# Heres another one!



## LaCaSa (Apr 13, 2014)

We did this one today, how much would you have completed it for? 8'x38'x11'....


----------



## cover2 (Apr 3, 2013)

heartlandproppresllc said:


> We did this one today, how much would you have completed it for? 8'x38'x11'....


Lemme guess the "family" told you to do this for $25


----------



## LaCaSa (Apr 13, 2014)

Actually 75...


----------



## brm1109 (Sep 17, 2012)

We just had one similar to that. With the right equipment it was 2 guys 2 hours plus debris. The invoice was $250.00


----------



## LaCaSa (Apr 13, 2014)

Believe it or not, he did it with just a poulan pro hedger, and about an hours worth of work...by himself.


----------



## BamaPPC (May 7, 2012)

75 wouldn't have covered the debris removal (clippings). I'd have bid at least 250.


----------



## hammerhead (Apr 26, 2012)

BamaPPC said:


> 75 wouldn't have covered the debris removal (clippings). I'd have bid at least 250.


:thumbup1:


----------



## LaCaSa (Apr 13, 2014)

debris removal(clippings), whats that?


----------



## HollandPPC (Sep 22, 2012)

Bush trimming should have been included with the lawn I wouldn't have paid you anything extra


----------



## LaCaSa (Apr 13, 2014)

we get 30 for intial grass cut and 20 for all shrubs touching the home. We told them we cant do it for 20, so they bid it. They came back to us with 75 to trim.


----------



## JDRM (Apr 16, 2012)

250-300


----------



## WES1 (Oct 1, 2012)

I agree, we would not have touched it for less than $250.00


----------



## LaCaSa (Apr 13, 2014)

If you guys want check out my album, I just uploaded photos of a tree trim and gutter job we did a lil while back for $300...


----------



## npm (Nov 14, 2012)

Ditto, $200 -250 and I would of just cut at the base of all the shrubs. Bundle them up and thrown them on the trailer. Not worth the time cleaning up the clippings. Take it back to the shop and throw them into the chipper. I've taken the stance of just remove it. Now I get less your photos don't justify or we can't tell what you trimmed. If i get that now I'll have a simple response "have your eyes checked lately"


----------



## npm (Nov 14, 2012)

heartlandproppresllc said:


> we get 30 for intial grass cut and 20 for all shrubs touching the home. We told them we cant do it for 20, so they bid it. They came back to us with 75 to trim.

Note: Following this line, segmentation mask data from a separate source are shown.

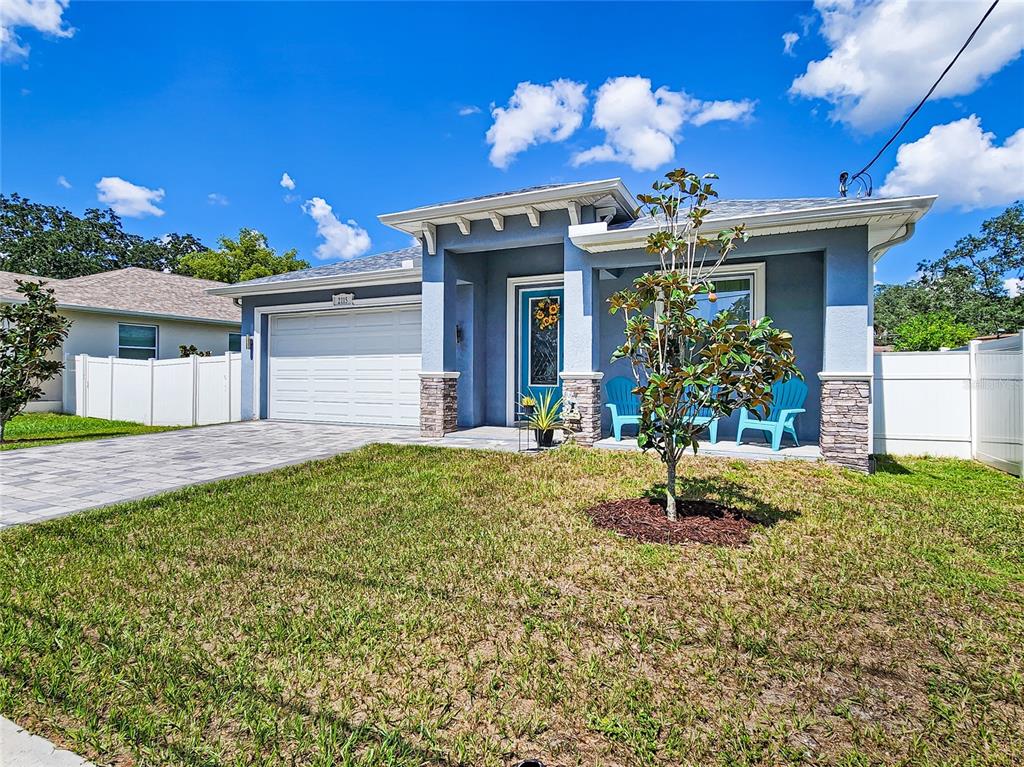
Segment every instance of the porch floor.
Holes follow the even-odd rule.
[[[533,448],[532,440],[523,435],[523,444]],[[558,438],[556,437],[556,440]],[[756,439],[756,437],[755,437]],[[476,426],[471,429],[459,429],[446,434],[442,442],[453,447],[480,447],[491,450],[518,450],[520,444],[519,430],[511,426]],[[595,447],[604,450],[639,450],[635,437],[623,437],[616,442],[614,437],[605,437]],[[714,455],[727,458],[742,458],[750,461],[817,461],[821,459],[821,449],[815,444],[803,444],[800,447],[783,446],[778,452],[764,442],[744,442],[737,445],[733,440],[719,440],[712,445],[702,440],[699,452],[703,455]]]
[[[756,439],[756,438],[755,438]],[[783,444],[778,451],[772,450],[771,446],[764,442],[744,442],[737,445],[735,440],[720,439],[712,444],[707,440],[700,440],[698,452],[701,455],[714,455],[725,458],[743,458],[748,461],[818,461],[821,460],[821,448],[816,444],[804,443],[800,447],[790,444]],[[595,447],[606,450],[639,450],[636,444],[636,437],[623,437],[621,442],[616,442],[614,437],[605,437],[595,443]]]

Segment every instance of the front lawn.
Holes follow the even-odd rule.
[[[83,439],[124,437],[177,428],[180,427],[146,426],[132,421],[105,421],[102,418],[83,418],[63,413],[22,413],[12,418],[4,429],[4,442],[0,443],[0,450],[59,445]]]
[[[688,460],[769,523],[643,544],[648,457],[373,446],[0,534],[0,713],[116,764],[1019,765],[1024,492]]]

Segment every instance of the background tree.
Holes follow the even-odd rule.
[[[132,253],[132,263],[123,266],[141,266],[158,272],[177,271],[178,265],[185,256],[202,253],[206,246],[199,238],[191,234],[172,232],[152,240],[144,240]],[[116,268],[123,268],[118,265]]]
[[[0,442],[7,422],[42,395],[64,363],[50,353],[61,347],[71,322],[57,313],[53,291],[18,280],[24,302],[0,305]]]
[[[921,314],[948,314],[977,333],[1024,328],[1024,295],[1005,281],[1024,278],[1024,205],[1014,203],[957,240],[941,258],[918,264],[920,277],[875,291],[875,340],[895,342],[896,327]]]
[[[1024,279],[1024,203],[1019,200],[981,224],[978,234],[961,237],[935,261],[922,261],[917,270],[935,281],[951,272],[967,273],[974,287],[989,298],[1006,295],[1004,281]]]
[[[0,270],[67,279],[138,266],[171,271],[181,256],[205,250],[191,234],[146,239],[124,231],[112,210],[81,217],[66,208],[0,195]]]
[[[294,248],[278,255],[268,244],[267,236],[255,229],[240,230],[235,240],[221,237],[218,244],[216,250],[182,256],[176,271],[204,280],[244,282],[309,268]]]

Should be $20 per shrub. You have 5-6 shrubs looking at your photos. Probably why he approved the $75


----------



## Craigslist Hack (Jun 14, 2012)

$1,500 or I'm not getting out of the truck. True story


----------



## UnitedFieldInspections (Dec 20, 2012)

275-350 Or i wouldn't have gotten out of my truck.I would rather sit home in the ac lol


----------



## Splinterpicker (Apr 18, 2012)

and you WONDER why the industry is going to **** ?? Unless that was your neighbors house you just screwed your self and got the wool pulled over your eyes.


----------



## probog (Oct 2, 2012)

$250.00-300.00


----------